Une scène blanche carrée, une plante, un arbre, trois danseurs habillés en rouge, vert et bleu, des murs amovibles scintillants, des néons lumineux qui se déplacent, des figures masquées, des costumes abracadabrants, un animal poilu, un homme-araignée, une musique électro parfois lente, souvent rythmée et puissante… D’à côté est un magnifique voyage sensoriel pour tous les publics, à partir de six ans, qui évoque les espaces hors champ se rencontrant sur un plateau : les images, le son, les objets, la lumière. Les fans de Rizzo y trouveront leur compte en reconnaissant les qualités de pièces comme Ni fleurs, ni Ford Mustang, B.C, janvier 1545, Fontainebleau, mais aussi D’après une histoire vraie pour la danse pure. Des pièces que l’on a vues à Lyon et qui nous font aimer cet artiste hors du commun poursuivant ici son travail sur ce qui l’a toujours habité et nourri : un monde onirique, hybride, fait de plasticité, traversé par d’étranges figures.

Une écriture chorégraphique où la lumière, le son et les objets sont aussi importants que le corps

Pour Christian Rizzo, il n’y a pas de hiérarchie dans l’écriture chorégraphique : le son, les objets, les images, la lumière sont aussi importants que le corps du danseur. Les mettant en interaction constante, il fait en sorte que tous ces éléments déconstruisent l’idée d’un mouvement qui serait uniquement lié au corps. Ce qui l’intéresse, c’est comment la lumière par exemple peut être l’initiateur ou l’écho de quelque chose ; comment un corps qui initie un mouvement se voit rattrapé par la lumière ou le son.
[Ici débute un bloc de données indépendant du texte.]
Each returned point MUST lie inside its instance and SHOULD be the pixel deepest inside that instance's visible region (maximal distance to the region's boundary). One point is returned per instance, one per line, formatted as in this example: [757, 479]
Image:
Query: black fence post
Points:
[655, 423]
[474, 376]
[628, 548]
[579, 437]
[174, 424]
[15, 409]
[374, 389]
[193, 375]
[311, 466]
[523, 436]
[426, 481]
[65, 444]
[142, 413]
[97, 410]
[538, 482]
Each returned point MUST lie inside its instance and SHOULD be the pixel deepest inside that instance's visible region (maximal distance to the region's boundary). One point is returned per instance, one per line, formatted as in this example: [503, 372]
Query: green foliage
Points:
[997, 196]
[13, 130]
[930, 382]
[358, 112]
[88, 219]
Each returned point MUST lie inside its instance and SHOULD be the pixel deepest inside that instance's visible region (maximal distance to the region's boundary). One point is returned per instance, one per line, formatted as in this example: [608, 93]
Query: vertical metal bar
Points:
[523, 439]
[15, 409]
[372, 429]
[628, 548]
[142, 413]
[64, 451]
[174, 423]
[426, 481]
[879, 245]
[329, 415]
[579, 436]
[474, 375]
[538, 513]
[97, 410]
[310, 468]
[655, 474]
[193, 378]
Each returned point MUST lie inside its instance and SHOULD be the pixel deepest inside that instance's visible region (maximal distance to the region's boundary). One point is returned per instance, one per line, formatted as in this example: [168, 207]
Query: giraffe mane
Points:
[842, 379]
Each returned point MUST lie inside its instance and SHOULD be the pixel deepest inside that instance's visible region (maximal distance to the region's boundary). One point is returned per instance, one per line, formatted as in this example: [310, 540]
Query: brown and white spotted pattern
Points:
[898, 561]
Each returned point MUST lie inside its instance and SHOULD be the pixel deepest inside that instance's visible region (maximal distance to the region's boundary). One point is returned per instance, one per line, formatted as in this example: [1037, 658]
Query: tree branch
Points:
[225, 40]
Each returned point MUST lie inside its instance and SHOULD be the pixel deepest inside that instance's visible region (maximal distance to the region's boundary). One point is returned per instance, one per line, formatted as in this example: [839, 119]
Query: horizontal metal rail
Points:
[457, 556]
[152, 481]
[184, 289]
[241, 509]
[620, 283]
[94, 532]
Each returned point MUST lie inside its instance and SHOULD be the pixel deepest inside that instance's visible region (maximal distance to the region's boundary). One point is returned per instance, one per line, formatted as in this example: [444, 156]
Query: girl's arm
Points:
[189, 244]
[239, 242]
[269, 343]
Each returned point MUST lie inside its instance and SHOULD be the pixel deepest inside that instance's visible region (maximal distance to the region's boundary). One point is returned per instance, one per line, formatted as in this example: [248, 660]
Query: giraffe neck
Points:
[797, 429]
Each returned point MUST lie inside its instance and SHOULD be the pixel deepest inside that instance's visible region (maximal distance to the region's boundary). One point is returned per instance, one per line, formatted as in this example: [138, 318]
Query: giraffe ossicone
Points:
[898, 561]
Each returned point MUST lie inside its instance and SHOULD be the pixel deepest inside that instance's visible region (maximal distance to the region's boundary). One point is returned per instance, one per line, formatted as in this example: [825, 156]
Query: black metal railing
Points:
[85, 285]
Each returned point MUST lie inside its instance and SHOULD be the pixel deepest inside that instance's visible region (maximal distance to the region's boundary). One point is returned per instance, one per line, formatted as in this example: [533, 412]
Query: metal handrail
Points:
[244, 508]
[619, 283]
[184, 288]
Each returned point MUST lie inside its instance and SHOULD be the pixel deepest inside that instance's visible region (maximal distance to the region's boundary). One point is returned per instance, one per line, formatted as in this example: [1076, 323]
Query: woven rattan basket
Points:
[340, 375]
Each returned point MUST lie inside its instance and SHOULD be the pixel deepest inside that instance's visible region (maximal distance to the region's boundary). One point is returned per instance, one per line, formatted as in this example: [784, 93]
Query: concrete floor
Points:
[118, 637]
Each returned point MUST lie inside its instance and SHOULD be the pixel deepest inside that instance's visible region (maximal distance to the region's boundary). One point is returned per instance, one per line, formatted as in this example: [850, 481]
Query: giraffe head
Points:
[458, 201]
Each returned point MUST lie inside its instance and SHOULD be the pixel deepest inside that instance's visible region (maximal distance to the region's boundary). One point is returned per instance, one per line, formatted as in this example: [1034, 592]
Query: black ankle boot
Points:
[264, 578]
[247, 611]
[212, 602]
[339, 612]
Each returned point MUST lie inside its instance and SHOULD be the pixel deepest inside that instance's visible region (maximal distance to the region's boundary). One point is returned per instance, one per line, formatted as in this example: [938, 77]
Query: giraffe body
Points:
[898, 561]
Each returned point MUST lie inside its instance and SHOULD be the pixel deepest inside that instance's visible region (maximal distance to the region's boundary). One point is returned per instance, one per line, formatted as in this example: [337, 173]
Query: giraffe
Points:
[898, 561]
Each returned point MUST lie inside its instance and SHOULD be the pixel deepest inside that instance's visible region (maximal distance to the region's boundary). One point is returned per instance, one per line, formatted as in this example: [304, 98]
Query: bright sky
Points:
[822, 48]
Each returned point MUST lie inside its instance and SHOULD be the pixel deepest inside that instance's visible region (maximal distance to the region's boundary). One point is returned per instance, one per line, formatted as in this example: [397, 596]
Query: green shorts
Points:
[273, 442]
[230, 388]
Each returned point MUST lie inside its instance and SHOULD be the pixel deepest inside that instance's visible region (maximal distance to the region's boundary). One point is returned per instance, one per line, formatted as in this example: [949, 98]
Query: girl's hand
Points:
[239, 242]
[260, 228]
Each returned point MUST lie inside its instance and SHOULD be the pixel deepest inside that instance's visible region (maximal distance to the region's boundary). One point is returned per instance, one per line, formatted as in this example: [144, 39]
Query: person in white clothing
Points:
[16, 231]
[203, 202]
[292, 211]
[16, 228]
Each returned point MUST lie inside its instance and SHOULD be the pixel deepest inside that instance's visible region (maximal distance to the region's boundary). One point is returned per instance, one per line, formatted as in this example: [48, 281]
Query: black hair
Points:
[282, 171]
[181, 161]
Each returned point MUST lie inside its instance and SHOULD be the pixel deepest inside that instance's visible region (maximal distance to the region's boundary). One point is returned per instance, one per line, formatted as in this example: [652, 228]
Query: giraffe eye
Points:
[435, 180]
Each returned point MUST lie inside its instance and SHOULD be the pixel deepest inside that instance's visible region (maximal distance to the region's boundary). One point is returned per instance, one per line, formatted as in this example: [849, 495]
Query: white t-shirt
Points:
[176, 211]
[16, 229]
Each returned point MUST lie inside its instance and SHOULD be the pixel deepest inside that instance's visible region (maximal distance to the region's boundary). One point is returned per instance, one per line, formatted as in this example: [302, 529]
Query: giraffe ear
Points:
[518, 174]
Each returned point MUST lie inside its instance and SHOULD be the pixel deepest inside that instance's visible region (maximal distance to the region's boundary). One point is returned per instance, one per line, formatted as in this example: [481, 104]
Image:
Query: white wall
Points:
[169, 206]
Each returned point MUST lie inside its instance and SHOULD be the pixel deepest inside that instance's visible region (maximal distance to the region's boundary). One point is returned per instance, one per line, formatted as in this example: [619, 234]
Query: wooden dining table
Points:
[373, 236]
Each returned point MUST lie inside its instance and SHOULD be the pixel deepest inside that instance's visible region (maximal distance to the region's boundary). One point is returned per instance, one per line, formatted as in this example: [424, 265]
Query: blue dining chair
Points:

L’écriture de la pièce se fait sur le relais et le partage du mouvement. Il va plus loin en décloisonnant l’espace, donnant à des murs qui devraient le délimiter la possibilité de se mouvoir, de redéfinir eux-mêmes les rapports avec les corps, de devenir des lieux d’écriture sur leur surface mais aussi à l’intérieur. Le chorégraphe brouille les pistes, transforme le spectacle en un mouvement continu pour ouvrir les champs de l’écriture, de l’architecture scénique et de l’imaginaire.

Dans ce travail avec les éléments, il y a aussi ce désir de reconsidérer la question de l’inanimé et de l’animé, comment entretenir des relations pas uniquement avec ce qui est humain alors que les objets ne sont pour nous que des choses de nécessité avec lesquels nous n’avons pas de dialogue. “Quand j’étais petit, dit-il, je faisais ce rêve de dire pourquoi je vais vers une chaise alors qu’elle pourrait venir à moi ? Reconsidérer cela change tout, parce que du coup ce n’est pas l’homme qui est central, et cela ouvre des possibilités, avec cette idée d’aller vers l’autre, très large, pas seulement celui qu’on connaît.”

Un spectacle abyssal qui va crescendo

On est transporté du début jusqu’à la fin dans un univers onirique écrit au millimètre près et qui va crescendo. Il faut se laisser envelopper par la lenteur du début pour se sentir débridé au fur et à mesure jusqu’à l’explosion finale. Les néons qui définissent des espaces nouveaux sont parfois soumis à un jeu de fragmentation, les danseurs savent se retirer pour laisser la place mais sont tout aussi capables de s’emparer de la scène avec une élégance infinie, en trio entremêlé ou en solos faisant circuler la danse, la saisissant dans des rebonds pour la poser, fragile, en bord de scène et parfois dans l’obscurité. Il y a ce moment où les murs mouvants constitués de carreaux couleur sable subissent les passages de vagues pour voir leur luminosité s’effacer à certains endroits de leur surface. Au milieu, les danseurs semblent fendre le son de la mer. Entre virtuel et réel, cette imbrication poétique d’images, de corps et de son est bouleversante tant elle joue avec l’apparition et la disparition de notre mémoire et de nos émotions. Ces mêmes murs érigeront une porte issue des ténèbres faisant apparaître le monstre poilu qui, en serrant dans ses bras un danseur, fera basculer le surnaturel dans l’humanité.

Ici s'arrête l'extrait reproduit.